The two criminals who made the headlines were James Sargisson and Joseph Myers.  The poster is for the ‘Trial & Sentence of Death on James Sargisson for the murder of John Cooper near Rotherham; also on Joseph Myers for the murder of his wife at Sheffield, June 10th 1864’.

Although both men were sentenced to death for murder, the document shows more sympathy for Joseph Myers. Sargisson’s crime involved murder as part of a cold-blooded robbery and he had attempted to lay the blame on his accomplice.

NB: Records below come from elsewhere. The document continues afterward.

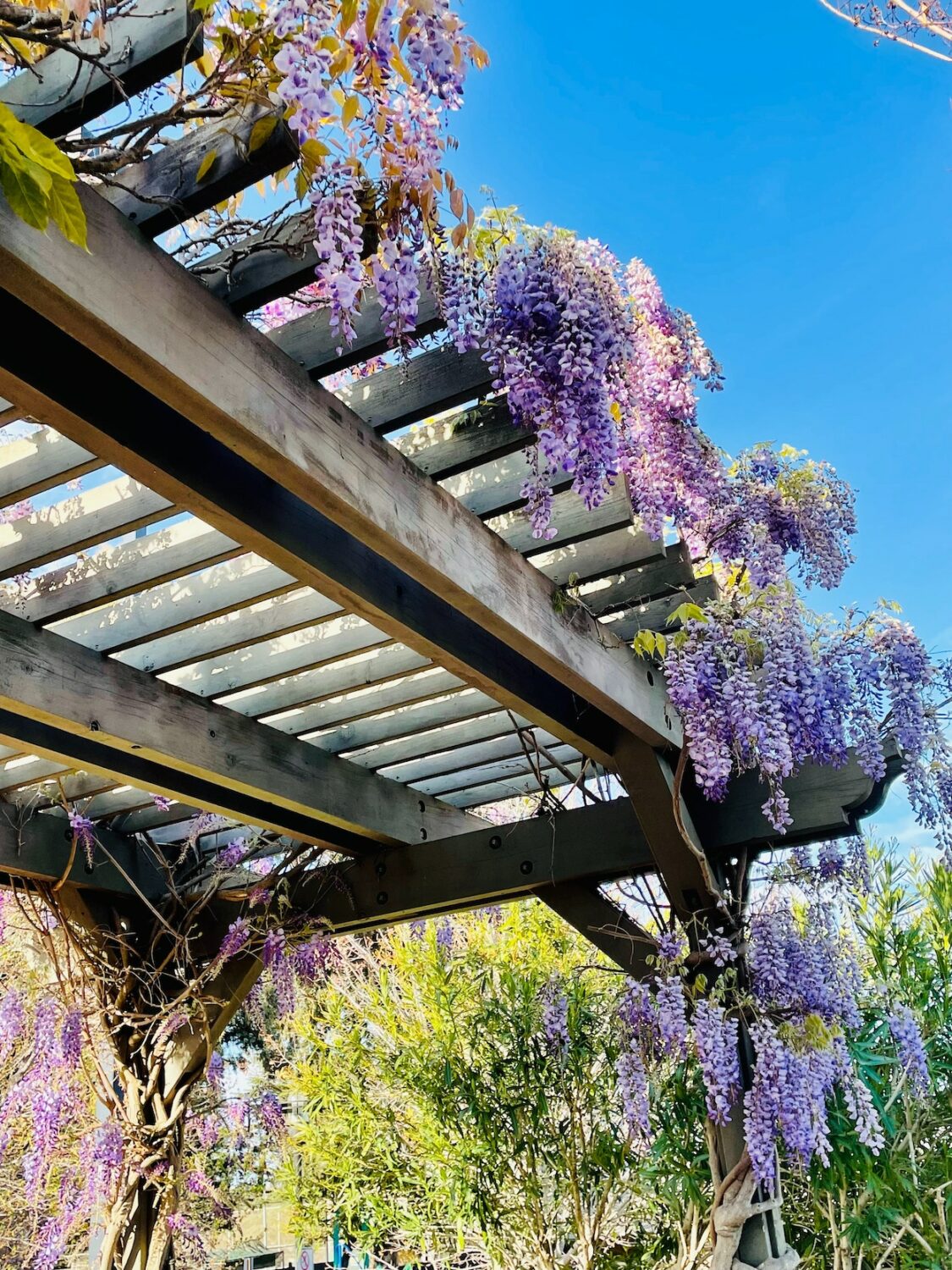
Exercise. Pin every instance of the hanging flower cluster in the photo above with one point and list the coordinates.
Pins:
(370, 86)
(804, 998)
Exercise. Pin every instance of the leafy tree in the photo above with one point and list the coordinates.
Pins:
(457, 1091)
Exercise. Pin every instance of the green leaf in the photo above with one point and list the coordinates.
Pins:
(27, 190)
(37, 147)
(261, 132)
(206, 165)
(68, 213)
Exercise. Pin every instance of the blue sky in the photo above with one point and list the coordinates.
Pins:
(790, 185)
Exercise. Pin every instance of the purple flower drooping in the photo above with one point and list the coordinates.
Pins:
(911, 1049)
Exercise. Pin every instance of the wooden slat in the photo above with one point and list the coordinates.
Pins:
(421, 386)
(310, 340)
(40, 461)
(377, 729)
(594, 558)
(451, 444)
(640, 583)
(114, 572)
(266, 266)
(421, 746)
(289, 611)
(512, 787)
(490, 772)
(78, 522)
(464, 759)
(164, 190)
(226, 426)
(46, 790)
(277, 658)
(493, 865)
(655, 614)
(127, 723)
(60, 93)
(294, 704)
(195, 599)
(571, 521)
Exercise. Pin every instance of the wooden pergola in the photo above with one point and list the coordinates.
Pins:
(332, 621)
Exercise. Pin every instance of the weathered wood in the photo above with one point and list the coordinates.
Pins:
(680, 860)
(448, 446)
(594, 558)
(118, 571)
(277, 658)
(164, 190)
(571, 521)
(310, 340)
(655, 615)
(462, 759)
(404, 721)
(493, 865)
(61, 686)
(513, 787)
(362, 685)
(583, 906)
(266, 266)
(61, 93)
(287, 611)
(490, 772)
(456, 734)
(415, 389)
(41, 848)
(221, 421)
(78, 522)
(641, 583)
(41, 461)
(824, 803)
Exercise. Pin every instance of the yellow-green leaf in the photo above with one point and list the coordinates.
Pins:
(261, 132)
(37, 147)
(349, 111)
(27, 190)
(206, 165)
(66, 213)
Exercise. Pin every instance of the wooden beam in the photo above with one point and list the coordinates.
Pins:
(492, 865)
(276, 262)
(165, 190)
(421, 386)
(40, 848)
(310, 340)
(106, 716)
(583, 906)
(824, 803)
(61, 93)
(220, 421)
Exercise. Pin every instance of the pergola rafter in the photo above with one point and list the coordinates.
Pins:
(333, 624)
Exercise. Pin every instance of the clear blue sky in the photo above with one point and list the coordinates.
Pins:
(791, 185)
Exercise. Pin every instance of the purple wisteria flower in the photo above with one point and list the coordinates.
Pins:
(911, 1049)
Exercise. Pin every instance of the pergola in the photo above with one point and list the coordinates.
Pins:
(327, 625)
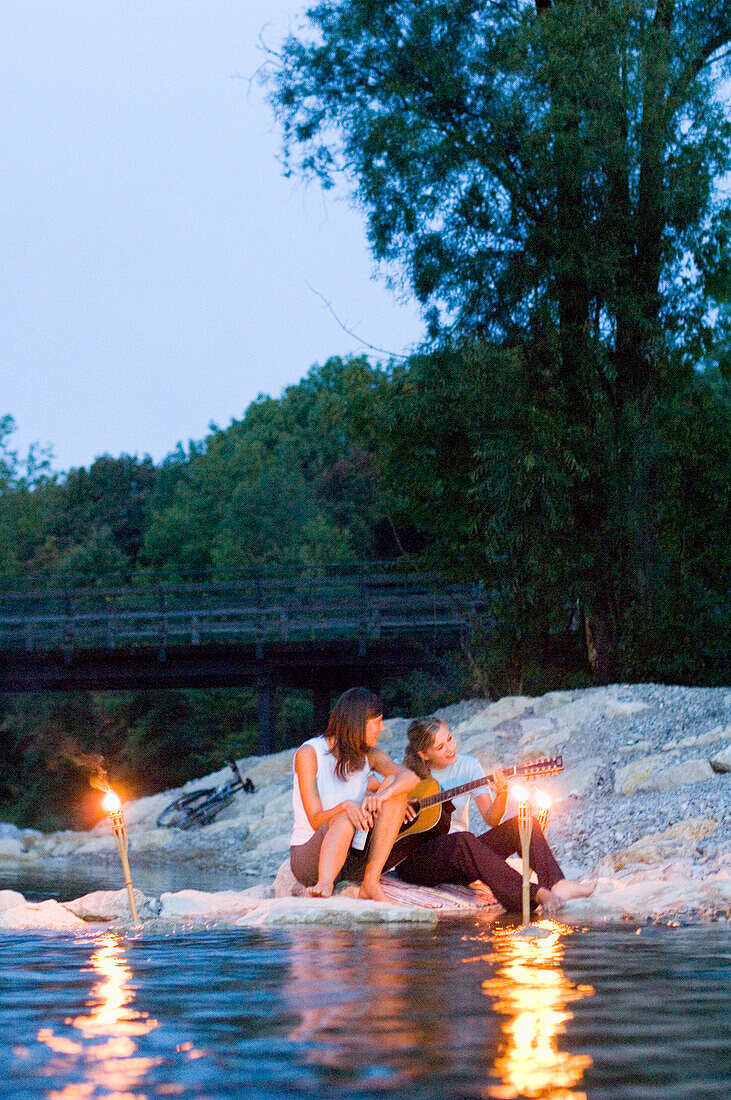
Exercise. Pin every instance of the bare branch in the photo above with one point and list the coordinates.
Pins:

Joseph Myers’ was a case of domestic violence fuelled by drink. His wife had just managed to get him released for a previous assault against her and it was argued that he was a ‘good-natured fellow when he was sober, but that wasn’t very often’.  He murdered her in a frenzied attack with a pair of broken scissors, and then tried to cut his own throat.

The bill includes the words to a ballad, ‘Christians all, far and near, For Joseph Myers pray shed a tear’. The ballad was set to music by Leeds folk singer Jon Rennard in the 1970s. You can hear the ballad here. 

The hangings took place at Armley Gaol on 9th September 1864. The executions did not go as planned with Sargisson taking several minutes to die and Myer’s self-inflicted throat wound re-opening to gory effect.  No further public executions took place in Leeds and the next hanging at Armley Gaol was not until 1875, eleven years later.